在数据库中找到数据并插入数据库后，PHP将成功返回给Java

Question

<?php

include("db_config.php");

$myusername = $_GET['username'];
$mypassword = $_GET['password'];



$sql="SELECT id FROM tablename WHERE username='$myusername' and password='$mypassword'";

echo $sql;

$result=mysql_query($sql);
$row=mysql_fetch_array($result);
$active=$row['active'];

$count=mysql_num_rows($result);


 // If result matched $myusername and $mypassword, table row must be 1 row
if($count==1)
{
 echo "<strong> <font size='18'>Login Success</font></strong>";
 }
 else 
 {
echo "<strong> <font size='18'>Login Failed</font></strong>";
}

?>

I tried response array on success.. But in java file wen I Receive it .. is showing Null.. I am using this line to receive the success

  success=json.getInt(TAG_SUCCESS);

Also I used this in my JSON parser class to check if server returns success.

  if (response.getStatusLine().getStatusCode() == 200) 

And also The login is giving Login failed.. though I enter the username present in the database

Can any1 help me??

Answer 1

Not sure what library you are using BUT using a method "getInt()" on an HTML text "Login Success/Failed" looks very wrong.

Using a "json." method on HTML data also looks very wrong.
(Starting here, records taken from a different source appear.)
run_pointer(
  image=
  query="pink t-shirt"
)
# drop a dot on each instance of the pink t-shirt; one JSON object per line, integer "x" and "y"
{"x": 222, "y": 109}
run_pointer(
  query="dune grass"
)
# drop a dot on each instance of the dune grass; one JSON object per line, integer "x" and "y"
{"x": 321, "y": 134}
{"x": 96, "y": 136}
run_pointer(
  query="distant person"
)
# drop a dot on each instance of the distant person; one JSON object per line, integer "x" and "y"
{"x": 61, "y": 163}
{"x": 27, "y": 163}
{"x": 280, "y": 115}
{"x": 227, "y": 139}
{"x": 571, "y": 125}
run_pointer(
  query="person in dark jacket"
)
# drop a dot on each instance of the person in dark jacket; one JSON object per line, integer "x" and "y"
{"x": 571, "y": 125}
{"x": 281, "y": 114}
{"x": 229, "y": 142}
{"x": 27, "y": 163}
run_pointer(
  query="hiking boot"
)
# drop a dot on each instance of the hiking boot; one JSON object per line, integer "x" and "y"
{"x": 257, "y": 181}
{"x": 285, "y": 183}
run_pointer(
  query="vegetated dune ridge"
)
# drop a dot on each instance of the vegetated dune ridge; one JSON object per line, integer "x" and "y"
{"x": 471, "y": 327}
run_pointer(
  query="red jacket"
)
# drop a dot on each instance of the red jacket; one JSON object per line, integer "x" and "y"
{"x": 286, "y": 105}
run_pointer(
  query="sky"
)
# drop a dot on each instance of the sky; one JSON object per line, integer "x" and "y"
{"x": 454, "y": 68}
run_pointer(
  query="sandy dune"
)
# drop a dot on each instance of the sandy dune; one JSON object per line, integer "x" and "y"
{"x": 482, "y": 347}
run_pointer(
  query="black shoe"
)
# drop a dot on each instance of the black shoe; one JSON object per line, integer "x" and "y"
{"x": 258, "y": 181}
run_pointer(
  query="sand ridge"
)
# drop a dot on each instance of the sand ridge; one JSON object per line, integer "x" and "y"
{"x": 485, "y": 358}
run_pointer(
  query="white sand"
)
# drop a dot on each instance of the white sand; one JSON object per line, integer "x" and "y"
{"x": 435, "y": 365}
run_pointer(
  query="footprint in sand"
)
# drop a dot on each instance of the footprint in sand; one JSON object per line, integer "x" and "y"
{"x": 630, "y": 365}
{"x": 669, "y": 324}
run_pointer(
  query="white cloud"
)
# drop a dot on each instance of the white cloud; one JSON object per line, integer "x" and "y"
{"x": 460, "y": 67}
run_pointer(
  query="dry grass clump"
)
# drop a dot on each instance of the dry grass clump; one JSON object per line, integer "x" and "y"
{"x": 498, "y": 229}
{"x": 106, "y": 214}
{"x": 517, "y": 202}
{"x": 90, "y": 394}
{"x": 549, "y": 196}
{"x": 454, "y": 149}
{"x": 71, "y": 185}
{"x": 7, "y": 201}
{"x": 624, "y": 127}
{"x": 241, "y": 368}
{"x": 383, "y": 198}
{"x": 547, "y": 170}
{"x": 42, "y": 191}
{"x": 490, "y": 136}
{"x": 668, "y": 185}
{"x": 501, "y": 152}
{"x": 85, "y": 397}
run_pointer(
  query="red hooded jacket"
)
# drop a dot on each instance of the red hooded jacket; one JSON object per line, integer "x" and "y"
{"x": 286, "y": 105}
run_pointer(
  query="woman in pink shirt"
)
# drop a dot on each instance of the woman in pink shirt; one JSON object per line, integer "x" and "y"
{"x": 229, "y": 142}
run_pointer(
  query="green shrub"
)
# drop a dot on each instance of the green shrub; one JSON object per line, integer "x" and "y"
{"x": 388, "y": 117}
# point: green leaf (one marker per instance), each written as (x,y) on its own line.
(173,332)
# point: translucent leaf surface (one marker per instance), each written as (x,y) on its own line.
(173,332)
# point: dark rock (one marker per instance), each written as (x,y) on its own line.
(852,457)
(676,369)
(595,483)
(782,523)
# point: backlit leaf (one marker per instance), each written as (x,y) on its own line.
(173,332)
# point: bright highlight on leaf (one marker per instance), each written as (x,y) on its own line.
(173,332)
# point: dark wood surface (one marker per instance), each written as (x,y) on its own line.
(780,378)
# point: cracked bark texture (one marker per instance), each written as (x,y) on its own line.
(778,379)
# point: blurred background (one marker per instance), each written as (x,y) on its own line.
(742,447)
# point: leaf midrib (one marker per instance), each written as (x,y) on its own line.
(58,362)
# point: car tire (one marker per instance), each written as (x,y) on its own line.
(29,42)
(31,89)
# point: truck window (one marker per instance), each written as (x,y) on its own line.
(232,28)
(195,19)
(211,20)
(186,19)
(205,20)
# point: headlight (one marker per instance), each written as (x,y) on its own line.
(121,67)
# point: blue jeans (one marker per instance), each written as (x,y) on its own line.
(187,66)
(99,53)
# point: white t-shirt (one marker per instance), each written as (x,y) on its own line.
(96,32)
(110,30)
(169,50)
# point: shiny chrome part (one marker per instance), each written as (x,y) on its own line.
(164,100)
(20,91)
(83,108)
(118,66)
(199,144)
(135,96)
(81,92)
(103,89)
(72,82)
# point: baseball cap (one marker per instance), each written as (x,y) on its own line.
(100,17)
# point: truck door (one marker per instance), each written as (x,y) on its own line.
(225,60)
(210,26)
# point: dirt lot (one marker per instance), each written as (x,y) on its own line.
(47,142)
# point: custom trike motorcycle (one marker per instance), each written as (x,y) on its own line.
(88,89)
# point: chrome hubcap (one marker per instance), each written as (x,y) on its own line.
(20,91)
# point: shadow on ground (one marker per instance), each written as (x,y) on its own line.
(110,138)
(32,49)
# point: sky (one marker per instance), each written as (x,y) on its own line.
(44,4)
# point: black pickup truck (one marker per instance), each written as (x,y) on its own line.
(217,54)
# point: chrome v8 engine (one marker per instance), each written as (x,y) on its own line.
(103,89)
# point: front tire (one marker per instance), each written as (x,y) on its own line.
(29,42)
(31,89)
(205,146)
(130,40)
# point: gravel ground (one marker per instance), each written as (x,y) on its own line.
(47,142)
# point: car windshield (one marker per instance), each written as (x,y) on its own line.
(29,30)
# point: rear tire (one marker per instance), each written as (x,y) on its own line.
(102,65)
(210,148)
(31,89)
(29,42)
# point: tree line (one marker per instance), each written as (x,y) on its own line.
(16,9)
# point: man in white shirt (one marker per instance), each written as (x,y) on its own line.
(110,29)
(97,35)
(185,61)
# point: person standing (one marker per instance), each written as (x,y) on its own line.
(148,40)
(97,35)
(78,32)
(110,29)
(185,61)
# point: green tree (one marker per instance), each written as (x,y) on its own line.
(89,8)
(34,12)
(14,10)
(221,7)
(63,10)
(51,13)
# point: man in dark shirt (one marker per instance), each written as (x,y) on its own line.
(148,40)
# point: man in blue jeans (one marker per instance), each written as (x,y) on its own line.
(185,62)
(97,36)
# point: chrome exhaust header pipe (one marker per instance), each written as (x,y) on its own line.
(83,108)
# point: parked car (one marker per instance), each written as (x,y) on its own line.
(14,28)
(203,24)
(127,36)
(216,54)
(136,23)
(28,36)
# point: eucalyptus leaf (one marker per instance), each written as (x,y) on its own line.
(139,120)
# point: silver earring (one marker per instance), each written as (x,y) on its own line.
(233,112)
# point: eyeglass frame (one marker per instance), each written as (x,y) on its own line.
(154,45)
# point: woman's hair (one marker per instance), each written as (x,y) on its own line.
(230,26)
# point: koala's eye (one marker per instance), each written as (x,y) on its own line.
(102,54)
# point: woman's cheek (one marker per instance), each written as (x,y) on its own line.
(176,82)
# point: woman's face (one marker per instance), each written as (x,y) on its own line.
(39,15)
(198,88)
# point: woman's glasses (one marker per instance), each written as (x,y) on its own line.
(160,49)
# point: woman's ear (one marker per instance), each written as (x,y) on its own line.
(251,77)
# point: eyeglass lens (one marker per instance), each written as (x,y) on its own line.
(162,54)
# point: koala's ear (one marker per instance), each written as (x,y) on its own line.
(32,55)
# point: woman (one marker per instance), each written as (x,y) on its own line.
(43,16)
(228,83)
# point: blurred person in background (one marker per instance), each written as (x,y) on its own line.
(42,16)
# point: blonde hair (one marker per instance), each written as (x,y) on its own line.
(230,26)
So get your php to emit valid JSON, and, get your Java to extract the Login Success or Failed text from hte JSON.

Answer 2

Correct me if I am wrong, but your php doesn't return a valid JSON, instead it returns HTML code. Naturally when you try to parse it as JSON, you get null . If your PHP is changed to this:

if($count==1) {
    $result['login'] == 'success';
}
else {
    $result['login'] == 'failed';
}
echo json_encode($result);

then you may be able to parse this in your java and use something like:

if("success".equals(json.getString("login")) {
    //login successful
}

This is not the only way to achieve this, but it should do the trick.